The floor represents many things: unpaid bills; debt collectors calling; home foreclosure; credit score in the toilet; car repossession; loss of face; job loss on account of financial difficulties. The 'floor' could be any negative consequence of the financial chaos of long term illness. For me, the floor is actually the floor. And let me tell you that at 40, the floor is a real problem.

Perhaps this sounds extreme. Perhaps this sounds as though we've been wastrels with funds. Nothing could be further from the truth. I have been known to hold a penny so tight that the building on the back creaks under the pressure. I don't waste because I don't know how. But when care costs are significant and they keep on coming, there really is no 'enough'. All that works in a situation like this is 'plenty', with 'plenty more' coming in tomorrow and tomorrow.

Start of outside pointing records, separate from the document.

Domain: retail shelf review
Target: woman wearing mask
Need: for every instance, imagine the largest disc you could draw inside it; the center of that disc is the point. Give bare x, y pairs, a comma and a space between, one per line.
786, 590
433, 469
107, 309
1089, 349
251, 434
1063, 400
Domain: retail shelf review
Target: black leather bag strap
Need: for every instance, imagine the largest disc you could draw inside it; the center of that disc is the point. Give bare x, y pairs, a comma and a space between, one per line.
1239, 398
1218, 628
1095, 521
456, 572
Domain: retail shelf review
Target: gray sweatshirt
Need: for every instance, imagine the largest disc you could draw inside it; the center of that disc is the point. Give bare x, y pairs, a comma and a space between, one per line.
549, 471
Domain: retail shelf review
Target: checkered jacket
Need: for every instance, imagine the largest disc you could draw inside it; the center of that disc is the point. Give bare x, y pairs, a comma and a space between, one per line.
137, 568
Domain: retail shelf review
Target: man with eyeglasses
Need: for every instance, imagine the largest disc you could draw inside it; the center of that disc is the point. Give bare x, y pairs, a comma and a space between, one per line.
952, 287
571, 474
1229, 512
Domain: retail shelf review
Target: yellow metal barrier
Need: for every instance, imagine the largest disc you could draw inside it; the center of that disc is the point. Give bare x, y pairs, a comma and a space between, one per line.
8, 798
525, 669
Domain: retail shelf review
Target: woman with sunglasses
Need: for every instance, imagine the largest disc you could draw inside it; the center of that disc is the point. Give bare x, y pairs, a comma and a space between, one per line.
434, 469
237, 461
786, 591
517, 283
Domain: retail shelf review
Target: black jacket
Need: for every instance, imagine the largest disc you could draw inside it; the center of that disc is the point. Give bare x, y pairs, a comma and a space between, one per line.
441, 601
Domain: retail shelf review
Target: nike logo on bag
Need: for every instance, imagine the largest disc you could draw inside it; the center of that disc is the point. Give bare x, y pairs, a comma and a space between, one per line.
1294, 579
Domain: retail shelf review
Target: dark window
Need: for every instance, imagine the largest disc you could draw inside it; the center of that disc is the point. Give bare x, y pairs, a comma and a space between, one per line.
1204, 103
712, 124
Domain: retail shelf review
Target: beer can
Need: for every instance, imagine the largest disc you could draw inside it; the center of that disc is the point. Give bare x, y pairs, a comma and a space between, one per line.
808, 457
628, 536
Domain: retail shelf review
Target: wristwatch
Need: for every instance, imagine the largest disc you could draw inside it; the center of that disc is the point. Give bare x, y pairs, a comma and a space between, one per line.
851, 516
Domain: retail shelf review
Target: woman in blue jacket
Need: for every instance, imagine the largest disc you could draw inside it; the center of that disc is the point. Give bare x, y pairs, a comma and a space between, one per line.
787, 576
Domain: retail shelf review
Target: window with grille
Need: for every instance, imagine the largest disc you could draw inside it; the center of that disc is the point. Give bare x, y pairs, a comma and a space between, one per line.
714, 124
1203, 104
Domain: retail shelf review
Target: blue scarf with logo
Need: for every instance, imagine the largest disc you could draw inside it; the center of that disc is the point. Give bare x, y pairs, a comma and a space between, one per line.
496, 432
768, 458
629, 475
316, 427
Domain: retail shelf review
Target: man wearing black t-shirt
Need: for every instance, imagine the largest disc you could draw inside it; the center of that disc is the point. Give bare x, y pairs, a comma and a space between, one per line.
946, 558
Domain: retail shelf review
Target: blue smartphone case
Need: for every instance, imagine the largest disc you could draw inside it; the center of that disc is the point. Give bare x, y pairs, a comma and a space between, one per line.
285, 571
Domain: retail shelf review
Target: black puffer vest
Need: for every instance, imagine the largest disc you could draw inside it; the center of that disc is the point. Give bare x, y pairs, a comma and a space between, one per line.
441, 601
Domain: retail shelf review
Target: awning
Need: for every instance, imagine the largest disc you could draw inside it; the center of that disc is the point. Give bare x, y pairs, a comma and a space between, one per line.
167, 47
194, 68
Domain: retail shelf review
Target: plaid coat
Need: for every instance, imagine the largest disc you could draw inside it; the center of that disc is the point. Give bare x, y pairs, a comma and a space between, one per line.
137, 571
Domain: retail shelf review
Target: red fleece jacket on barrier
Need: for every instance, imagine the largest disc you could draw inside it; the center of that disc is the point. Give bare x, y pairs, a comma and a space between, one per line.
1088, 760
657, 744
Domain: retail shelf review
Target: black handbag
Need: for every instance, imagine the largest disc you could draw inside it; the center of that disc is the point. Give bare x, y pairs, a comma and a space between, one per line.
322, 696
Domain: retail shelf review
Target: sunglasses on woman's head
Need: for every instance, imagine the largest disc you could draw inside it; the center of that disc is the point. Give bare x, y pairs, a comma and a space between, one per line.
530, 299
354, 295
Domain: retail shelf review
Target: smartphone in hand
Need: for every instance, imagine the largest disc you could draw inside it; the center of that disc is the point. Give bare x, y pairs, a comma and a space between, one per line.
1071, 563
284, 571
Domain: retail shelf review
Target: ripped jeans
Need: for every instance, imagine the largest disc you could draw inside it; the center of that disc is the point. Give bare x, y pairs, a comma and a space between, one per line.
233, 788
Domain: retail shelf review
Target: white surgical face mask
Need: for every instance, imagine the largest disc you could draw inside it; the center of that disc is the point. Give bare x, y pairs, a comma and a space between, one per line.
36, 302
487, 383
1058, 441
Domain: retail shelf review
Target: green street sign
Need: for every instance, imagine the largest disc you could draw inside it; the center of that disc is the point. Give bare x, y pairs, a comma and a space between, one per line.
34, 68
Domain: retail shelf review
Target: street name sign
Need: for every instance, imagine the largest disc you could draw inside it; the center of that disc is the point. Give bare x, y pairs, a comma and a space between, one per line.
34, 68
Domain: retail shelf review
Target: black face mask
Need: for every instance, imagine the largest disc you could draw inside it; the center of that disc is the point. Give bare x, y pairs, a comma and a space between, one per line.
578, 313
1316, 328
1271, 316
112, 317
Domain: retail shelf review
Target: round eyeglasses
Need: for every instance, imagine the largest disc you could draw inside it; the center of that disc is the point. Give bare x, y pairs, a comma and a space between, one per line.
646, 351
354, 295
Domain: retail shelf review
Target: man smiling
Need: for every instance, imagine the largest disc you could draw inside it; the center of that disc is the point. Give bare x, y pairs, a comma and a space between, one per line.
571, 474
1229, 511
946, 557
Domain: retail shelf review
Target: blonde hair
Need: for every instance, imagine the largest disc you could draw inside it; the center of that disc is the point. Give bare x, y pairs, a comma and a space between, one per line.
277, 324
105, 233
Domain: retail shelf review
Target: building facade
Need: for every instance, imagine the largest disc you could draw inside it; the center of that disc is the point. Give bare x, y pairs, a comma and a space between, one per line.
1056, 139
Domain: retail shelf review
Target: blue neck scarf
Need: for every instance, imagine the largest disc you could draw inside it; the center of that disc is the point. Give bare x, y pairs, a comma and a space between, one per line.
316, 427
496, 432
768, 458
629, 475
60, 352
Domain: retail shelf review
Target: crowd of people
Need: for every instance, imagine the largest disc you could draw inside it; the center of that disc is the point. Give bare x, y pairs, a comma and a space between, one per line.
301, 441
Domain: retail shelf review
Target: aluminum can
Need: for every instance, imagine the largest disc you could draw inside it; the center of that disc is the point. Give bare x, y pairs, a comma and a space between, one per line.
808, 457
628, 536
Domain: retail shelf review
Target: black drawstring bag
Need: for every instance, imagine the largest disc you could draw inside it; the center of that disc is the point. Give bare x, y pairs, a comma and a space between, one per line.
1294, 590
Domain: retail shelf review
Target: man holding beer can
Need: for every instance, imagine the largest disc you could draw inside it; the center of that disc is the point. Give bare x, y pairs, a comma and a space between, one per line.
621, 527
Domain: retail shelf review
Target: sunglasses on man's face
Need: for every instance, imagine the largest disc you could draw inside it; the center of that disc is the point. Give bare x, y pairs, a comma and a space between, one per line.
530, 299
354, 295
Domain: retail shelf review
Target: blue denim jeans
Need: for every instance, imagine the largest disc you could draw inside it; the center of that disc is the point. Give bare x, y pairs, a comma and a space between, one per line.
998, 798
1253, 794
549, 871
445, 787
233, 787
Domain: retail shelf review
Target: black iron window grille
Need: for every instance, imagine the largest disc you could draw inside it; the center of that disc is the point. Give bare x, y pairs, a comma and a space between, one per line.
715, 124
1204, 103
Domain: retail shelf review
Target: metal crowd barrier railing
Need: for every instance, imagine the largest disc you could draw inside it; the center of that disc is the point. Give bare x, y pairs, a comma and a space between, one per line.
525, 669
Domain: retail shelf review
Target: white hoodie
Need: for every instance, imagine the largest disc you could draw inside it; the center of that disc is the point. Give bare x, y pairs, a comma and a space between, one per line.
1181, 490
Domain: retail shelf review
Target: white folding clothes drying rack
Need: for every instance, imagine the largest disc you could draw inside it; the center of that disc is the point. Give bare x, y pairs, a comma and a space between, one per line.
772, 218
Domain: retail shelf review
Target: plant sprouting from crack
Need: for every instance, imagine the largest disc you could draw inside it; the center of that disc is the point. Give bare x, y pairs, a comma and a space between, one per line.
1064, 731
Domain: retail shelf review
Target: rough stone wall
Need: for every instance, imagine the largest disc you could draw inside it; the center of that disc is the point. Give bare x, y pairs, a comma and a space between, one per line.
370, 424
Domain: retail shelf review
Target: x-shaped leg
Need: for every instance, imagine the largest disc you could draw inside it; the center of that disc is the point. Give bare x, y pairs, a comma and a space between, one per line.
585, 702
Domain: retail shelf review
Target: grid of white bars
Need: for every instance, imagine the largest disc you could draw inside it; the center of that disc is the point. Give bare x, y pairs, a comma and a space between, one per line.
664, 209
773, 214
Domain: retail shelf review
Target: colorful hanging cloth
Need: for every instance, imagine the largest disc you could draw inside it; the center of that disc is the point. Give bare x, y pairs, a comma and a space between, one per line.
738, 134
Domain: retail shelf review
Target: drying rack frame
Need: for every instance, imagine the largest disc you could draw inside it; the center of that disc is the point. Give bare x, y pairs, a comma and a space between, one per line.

My family is part of the middle class in the Caribbean that's been middle class for several generations. My generation is the fourth generation of home owners. And we're Black and from the Caribbean so we're the descendants of slaves who some time in the 1800s, one generation after Emancipation, moved into a very large home of their own. I don't know how it was done, I only know that my great-grandfather, born in 1873, married and put his wife into a home that they owned. I know also that it was a sizable home because they had 13 children - and they weren't stacked to the roof, Granny would have told me - of whom my Granny was second. So we've done pretty well for a longish time, but clearly that was just dumb luck because we didn't have the good sense to secure our benefits and lock them in for the next four generations.

So let me ask this: should your situation unravel completely and your children end up on the floor, what next? How do they get off it? Any thoughts? I'd wager that it would be easier keeping them ON the bed in the first place, than trying to get them OFF floor later. Just sayin'.